Der Bundesgerichtshof (BGH) hat entschieden, dass ein Mieter in der Regel nicht verlangen kann, dass ihm der Vermieter Fotokopien der Abrechnungsbelege für die Betriebskosten zuschickt. Der Mieter kann allerdings darauf verwiesen werden, die Belege beim Vermieter einzusehen. Eine Ausnahme gelte nur dann, wenn dies für den Vermieter unzumutbar sei. Im aktuellen Fall waren Vermieter und Hausverwaltung in Berlin ansässig. Der BGH hatte deshalb keine Bedenken, dem Mieter den Weg bis zu deren Geschäftsräumen zuzumuten. (Az.: VIII 78/05 vom 8. März 2006). Bei Sozialwohnungen ist die Zusendung von Kopien gesetzlich vorgeschrieben. Es sei nicht erkennbar, warum auf dem freien Wohnungsmarkt etwas anderes gelten solle. Nach Einschätzung des Deutschen Mieterbundes ist immerhin jede zweite Abrechnung falsch. (dpa)
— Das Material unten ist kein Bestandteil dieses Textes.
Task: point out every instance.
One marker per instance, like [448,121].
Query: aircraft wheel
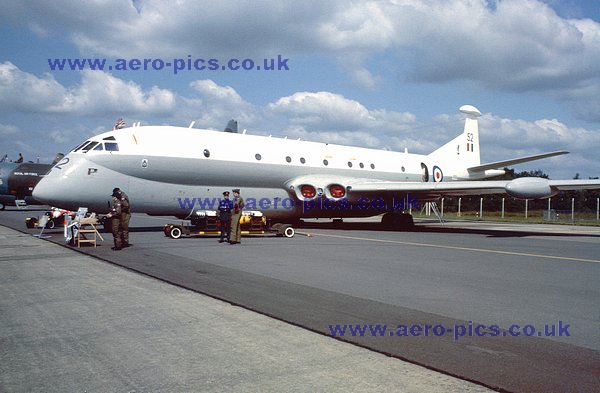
[31,222]
[289,232]
[175,233]
[397,221]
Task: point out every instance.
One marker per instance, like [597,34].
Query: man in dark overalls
[224,214]
[125,217]
[115,216]
[236,215]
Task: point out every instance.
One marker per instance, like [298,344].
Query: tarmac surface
[455,276]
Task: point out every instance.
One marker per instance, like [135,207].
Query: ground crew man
[125,217]
[115,215]
[224,214]
[236,215]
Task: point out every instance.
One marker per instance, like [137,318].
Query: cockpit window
[89,146]
[111,146]
[80,146]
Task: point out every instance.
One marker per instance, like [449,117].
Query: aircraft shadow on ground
[376,227]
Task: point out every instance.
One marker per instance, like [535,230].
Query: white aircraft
[177,171]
Kosten für Renovierung trägt der Vermieter :

Vermieter können Renovierungskosten zur Energieeinsparung nur dann auf die Miete abwälzen, wenn sie den Mietern in einem Vergleich zwischen Alt und Neu den Energiespareffekt plausibel darlegen. Das hat der Bundesgerichtshof (BGH) entschieden (Az.: VIII ZR 47/05). Im aktuellen Dall hatte ein Vermieter 30 Jahre alte Isolierglasfenster in Aluminiumrahmen gegen Wärmeschutzfenster mit Kunststoffrahmen ausgetauscht. Die Mieterhöhung kann er laut BGH jedoch nicht durchsetzen, weil der Mieter mangels Information über die alten Fenster den angeblichen Energiespareffekt nicht beurteilen konnte. Laut Gesetz dürfen Renovierungskosten nur dann auf die Miete umgelegt werden, wenn sie unter anderem "nachhaltig Einsparungen von Energie oder Wasser" bewirken. Der Vermieter muss dem Urteil zufolge "diejenigen Tatsachen darlegen, anhand derer überschlägig beurteilt werden kann, ob die bauliche Anlage eine nachhaltige Einsparung von Heizenergie bewirkt". Die Vorlage einer Wärmebedarfsrechnung ist nicht nötig. (afp)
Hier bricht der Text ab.